Conversely, losing weight may help with snoring but often doesn’t cure it. Hence, it is always wise to seek professional help for snoring after trying out some lifestyle changes such as shedding kilos.

Snoring Myth #6: Only men snore

While it’s true that men have a higher likelihood to snore and suffer from sleep apnea, this doesn’t mean women are spared. That’s a lot of women. It’s been estimated that a quarter of women snore at least a few times a week. Certain conditions such as pregnancy and menopause aggravates snoring. 

Snoring Myth #7: If you snore, you have OSA

It’s a fact that snoring is one of the most common symptoms associated with OSA. A study in Singapore reported that more than 80% of loud snorers have significant sleep apnea. However, not everyone who snores has OSA. The key to recognizing if snoring is a sign of OSA is to examine the snoring. If there is choking, gasping or if the sleeper stops breathing briefly, it’s more likely to be OSA. OSA is linked to many health problems like heart disease and diabetes which should not be ignored. Do seek professional help if there is persistent, loud snoring, especially if there is gasping, choking or breath cessations. 

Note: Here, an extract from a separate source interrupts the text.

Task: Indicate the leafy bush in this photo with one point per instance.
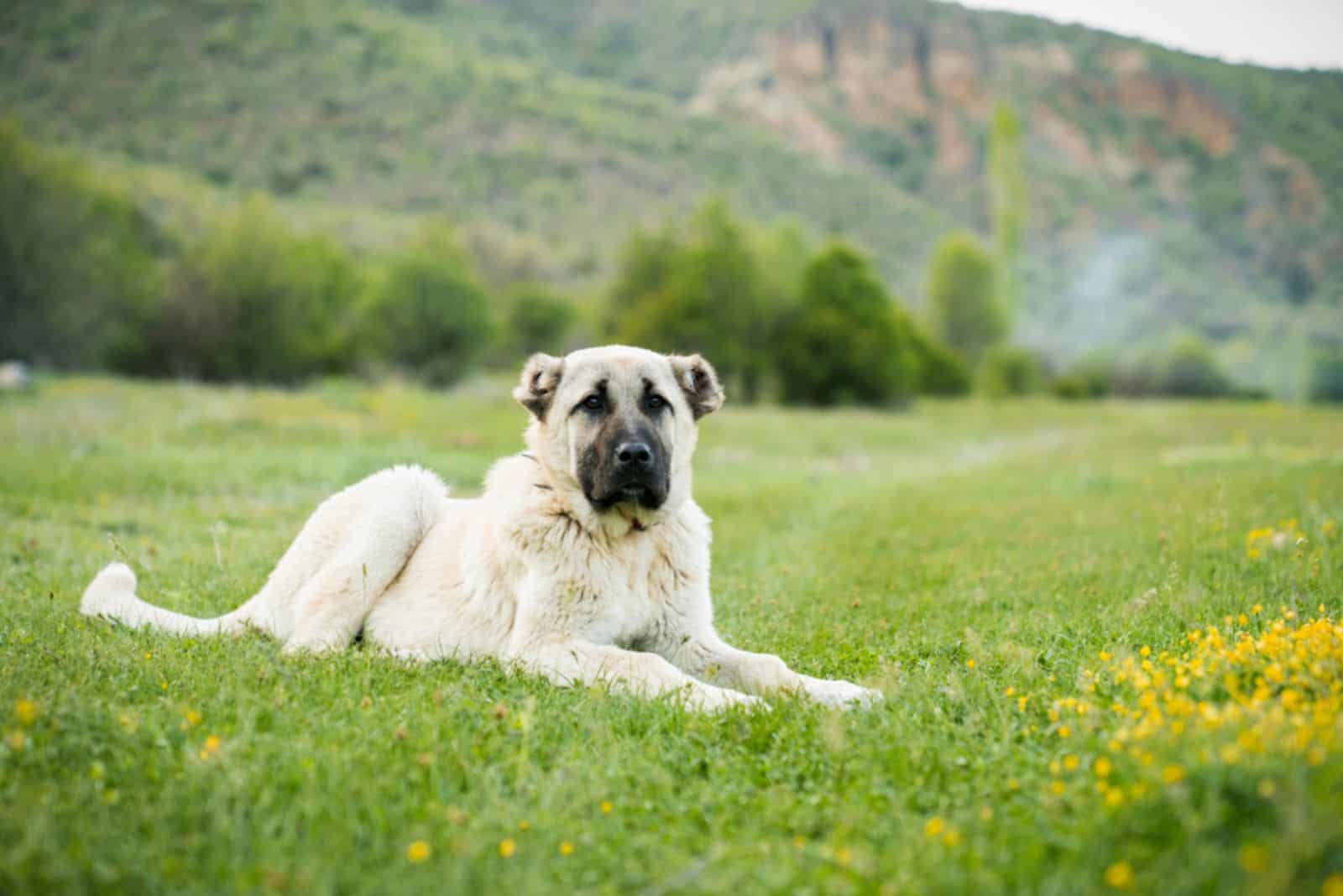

Snoring Myth #8: People who don’t snore are not at risk of sleep apnea

If you don’t snore, it doesn’t mean that you do not have sleep apnea. While many of us are familiar with OSA, there’s another type of sleep apnea known as Central Sleep Apnea (CSA). People with CSA spontaneously stop breathing for multiple periods of time during sleep and are less likely to snore. However, they still suffer the same long term health risks as those with OSA. If you wake up gasping or short of breath, you should see a doctor as soon as possible. 

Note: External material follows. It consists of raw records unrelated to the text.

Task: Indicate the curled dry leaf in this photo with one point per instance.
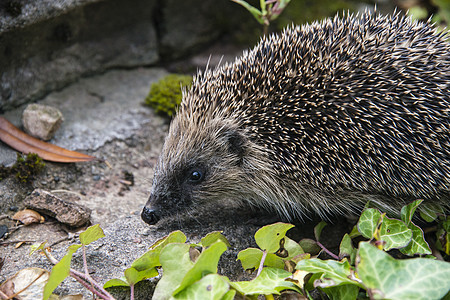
(25, 143)
(28, 216)
(27, 284)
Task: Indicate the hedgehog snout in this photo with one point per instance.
(150, 216)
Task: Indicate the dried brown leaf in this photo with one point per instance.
(28, 216)
(25, 143)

Snoring Myth #9: Your snoring only affects you

If you’re a snorer and share the bed, you are very likely keeping your partner awake. A Mayo Clinic study shows that snoring robs your partner of 1 hour of sleep every night. The study also found that the average non-snoring partner wakes up a whopping 21 times every hour!  Furthermore, snoring can affect a couple’s sex life and overall marital satisfaction. Left unaddressed, this has a disastrous impact on both physical health and the health of the relationship.

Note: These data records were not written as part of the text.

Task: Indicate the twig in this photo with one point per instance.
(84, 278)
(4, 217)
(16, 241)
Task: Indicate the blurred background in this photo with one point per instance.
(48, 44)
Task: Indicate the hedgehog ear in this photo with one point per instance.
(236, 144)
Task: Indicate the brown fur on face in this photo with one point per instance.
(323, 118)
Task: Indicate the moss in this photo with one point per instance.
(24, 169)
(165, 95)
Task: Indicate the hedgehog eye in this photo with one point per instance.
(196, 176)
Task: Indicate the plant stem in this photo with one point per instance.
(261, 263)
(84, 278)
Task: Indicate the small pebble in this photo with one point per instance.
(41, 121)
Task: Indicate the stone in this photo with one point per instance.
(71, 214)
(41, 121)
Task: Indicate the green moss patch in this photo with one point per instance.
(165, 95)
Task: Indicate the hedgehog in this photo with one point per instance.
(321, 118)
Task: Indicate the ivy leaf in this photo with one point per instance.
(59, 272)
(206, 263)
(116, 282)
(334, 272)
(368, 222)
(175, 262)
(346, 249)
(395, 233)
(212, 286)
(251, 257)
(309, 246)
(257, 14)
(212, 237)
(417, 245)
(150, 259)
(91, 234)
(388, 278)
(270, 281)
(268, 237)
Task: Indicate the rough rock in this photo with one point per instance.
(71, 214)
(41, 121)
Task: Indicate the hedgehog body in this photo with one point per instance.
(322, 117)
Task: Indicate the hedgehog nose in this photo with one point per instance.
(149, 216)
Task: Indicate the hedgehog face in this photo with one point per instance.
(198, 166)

Snoring Myth #10: Taking alcohol or sleeping pills will help with snoring

You may be tempted to try sleeping pills or an alcoholic drink before bedtime to help you fall asleep quicker. While they do work to initiate sleep, sedatives and alcohol actually worsen snoring. This is because they depress your central nervous system, further relaxing the muscles at the back of your mouth that keep your airways open. We’d recommend not taking an alcoholic drink less than 2 hours before bedtime. You should also let your doctor know if you suffer from snoring or OSA.